The White House Office of Management and Budget announced Monday that it expects the federal deficit to shrink by $214 billion more than it did three months ago.
“The 2013 deficit is now projected to be $759 billion, $214 billion lower than the $973 billion deficit projected in the Budget. As a percentage of gross domestic product (GDP),” the office said in its middle of the year review. “The 2013 deficit is now projected to equal 4.7 percent, down from the 6.0 percent projected in the Budget.”
OMB chalked up the decrease in deficits to money generated by the improving economy. It also credited the housing market recovery for the revised estimates. Other experts credit tax collection, which rose 16 percent in the last quarter of 2012 (the start of the government’s fiscal year) and a $7 billion payment from mortgage giant Fannie Mae, a government sponsored enterprise. The tax revenue jumped because of dividends and bonuses paid at the end of 2012, before ‘fiscal cliff’ tax increases hit in 2013.
The White House also anticipates a better-than-expected job market. OMB found that unemployment would average 7 percent next year, then lower to 6.8 percent by the end of the fiscal year 2014. Previously it had estimated 7.2 percent for 2014.
“We have seen positive economic growth for 15 consecutive quarters. Through June, the private sector has added jobs every month for 40 straight months, with a total of 7.2 million jobs added over that period. This year alone, more than 1.2 million private sector jobs have been added so far,” OMB said in the report.

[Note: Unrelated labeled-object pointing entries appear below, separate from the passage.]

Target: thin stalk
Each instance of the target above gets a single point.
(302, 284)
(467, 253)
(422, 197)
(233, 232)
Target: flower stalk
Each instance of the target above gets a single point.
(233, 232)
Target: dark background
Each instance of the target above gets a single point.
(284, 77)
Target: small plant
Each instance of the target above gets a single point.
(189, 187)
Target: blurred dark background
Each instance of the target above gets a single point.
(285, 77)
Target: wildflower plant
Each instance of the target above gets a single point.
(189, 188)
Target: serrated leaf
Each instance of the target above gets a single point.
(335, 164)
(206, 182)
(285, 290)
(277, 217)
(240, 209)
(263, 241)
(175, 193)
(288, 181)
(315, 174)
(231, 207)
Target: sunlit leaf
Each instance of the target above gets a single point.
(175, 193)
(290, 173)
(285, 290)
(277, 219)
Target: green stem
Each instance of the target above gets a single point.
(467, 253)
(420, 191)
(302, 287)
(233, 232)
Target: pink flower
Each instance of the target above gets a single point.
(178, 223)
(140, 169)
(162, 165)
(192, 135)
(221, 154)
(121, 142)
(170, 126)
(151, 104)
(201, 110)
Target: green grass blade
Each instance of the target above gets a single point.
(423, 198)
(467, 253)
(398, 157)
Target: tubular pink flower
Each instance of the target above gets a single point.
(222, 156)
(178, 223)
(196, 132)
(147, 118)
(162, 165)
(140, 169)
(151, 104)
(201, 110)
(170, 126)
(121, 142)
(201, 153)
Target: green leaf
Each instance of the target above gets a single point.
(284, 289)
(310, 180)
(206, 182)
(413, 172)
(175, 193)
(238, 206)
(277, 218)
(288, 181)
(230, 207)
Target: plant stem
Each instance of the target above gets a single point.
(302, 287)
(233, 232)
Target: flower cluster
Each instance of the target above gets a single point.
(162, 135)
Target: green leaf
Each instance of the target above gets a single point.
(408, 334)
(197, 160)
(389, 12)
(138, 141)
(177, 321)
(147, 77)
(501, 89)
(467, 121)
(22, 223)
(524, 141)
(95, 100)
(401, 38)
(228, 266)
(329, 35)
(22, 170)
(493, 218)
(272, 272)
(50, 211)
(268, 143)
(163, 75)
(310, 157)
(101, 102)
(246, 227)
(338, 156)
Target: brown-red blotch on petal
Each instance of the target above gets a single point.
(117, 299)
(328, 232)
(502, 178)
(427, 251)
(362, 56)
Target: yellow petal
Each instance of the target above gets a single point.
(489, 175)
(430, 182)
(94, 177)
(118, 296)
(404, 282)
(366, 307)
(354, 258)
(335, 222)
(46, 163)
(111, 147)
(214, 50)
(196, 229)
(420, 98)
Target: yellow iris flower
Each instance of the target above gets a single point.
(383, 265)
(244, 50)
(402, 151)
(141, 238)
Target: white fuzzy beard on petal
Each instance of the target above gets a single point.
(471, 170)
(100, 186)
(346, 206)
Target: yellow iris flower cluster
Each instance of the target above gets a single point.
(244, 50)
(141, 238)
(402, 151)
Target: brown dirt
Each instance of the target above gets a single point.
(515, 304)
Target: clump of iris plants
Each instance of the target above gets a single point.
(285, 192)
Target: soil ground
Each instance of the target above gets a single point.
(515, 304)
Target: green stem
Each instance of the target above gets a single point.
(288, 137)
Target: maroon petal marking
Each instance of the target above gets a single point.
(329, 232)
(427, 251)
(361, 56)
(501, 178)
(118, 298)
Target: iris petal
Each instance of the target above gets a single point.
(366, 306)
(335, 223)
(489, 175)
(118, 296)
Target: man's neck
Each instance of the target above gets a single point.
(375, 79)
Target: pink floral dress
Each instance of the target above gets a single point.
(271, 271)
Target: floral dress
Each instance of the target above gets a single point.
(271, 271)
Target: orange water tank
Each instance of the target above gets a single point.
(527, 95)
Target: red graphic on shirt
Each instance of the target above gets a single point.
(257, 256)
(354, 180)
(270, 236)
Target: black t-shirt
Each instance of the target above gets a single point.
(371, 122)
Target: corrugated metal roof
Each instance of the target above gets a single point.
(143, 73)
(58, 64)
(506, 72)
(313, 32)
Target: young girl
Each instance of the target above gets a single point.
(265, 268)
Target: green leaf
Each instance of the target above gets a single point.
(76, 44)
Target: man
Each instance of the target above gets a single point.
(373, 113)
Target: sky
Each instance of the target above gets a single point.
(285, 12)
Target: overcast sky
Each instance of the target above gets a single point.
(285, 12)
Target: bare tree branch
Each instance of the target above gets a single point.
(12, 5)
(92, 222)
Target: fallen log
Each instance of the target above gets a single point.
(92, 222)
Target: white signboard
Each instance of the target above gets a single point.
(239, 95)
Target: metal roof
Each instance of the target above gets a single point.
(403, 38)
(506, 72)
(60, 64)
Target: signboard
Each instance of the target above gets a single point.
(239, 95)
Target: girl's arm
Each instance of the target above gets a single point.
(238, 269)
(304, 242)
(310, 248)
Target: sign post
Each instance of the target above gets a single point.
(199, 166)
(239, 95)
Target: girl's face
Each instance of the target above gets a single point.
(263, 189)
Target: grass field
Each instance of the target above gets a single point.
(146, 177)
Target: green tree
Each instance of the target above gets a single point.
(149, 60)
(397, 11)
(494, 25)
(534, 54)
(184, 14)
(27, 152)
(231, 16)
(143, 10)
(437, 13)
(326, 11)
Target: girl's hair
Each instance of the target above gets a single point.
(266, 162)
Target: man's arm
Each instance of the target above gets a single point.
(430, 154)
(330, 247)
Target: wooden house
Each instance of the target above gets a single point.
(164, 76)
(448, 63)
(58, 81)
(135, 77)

OMB’s new projections are still not as positive as those that recently issued from the Congressional Budget Office. In May, CBO predicted that the deficit would fall to $642 billion by the end of the fiscal year.
Not all news was good. OMB determined that sequestration cuts that took place in March would slow economic growth this year. The office revised downward their earlier projection of 2.6 percent to 2.4 percent.
“Sequestration is already having negative impacts on the country and the American people,” OMB found. “Although the economy has continued to grow and job creation has held steady, we could be experiencing even stronger growth and job creation were it not for sequestration.”
The rosy deficit projections are at odds with the views of some budget experts. In a recent interview with The Fiscal Times, Alice Rivlin, Washington’s premier budget expert, said the increasing health care costs that are expected to come with baby boomers' retirements will make it difficult to reduce the deficit in the long-term.
“I don’t think the [deficit] picture longer term has changed dramatically,” she said. “We still need to put Social Security on a firm foundation, and every year that passes makes it a little harder to do that.”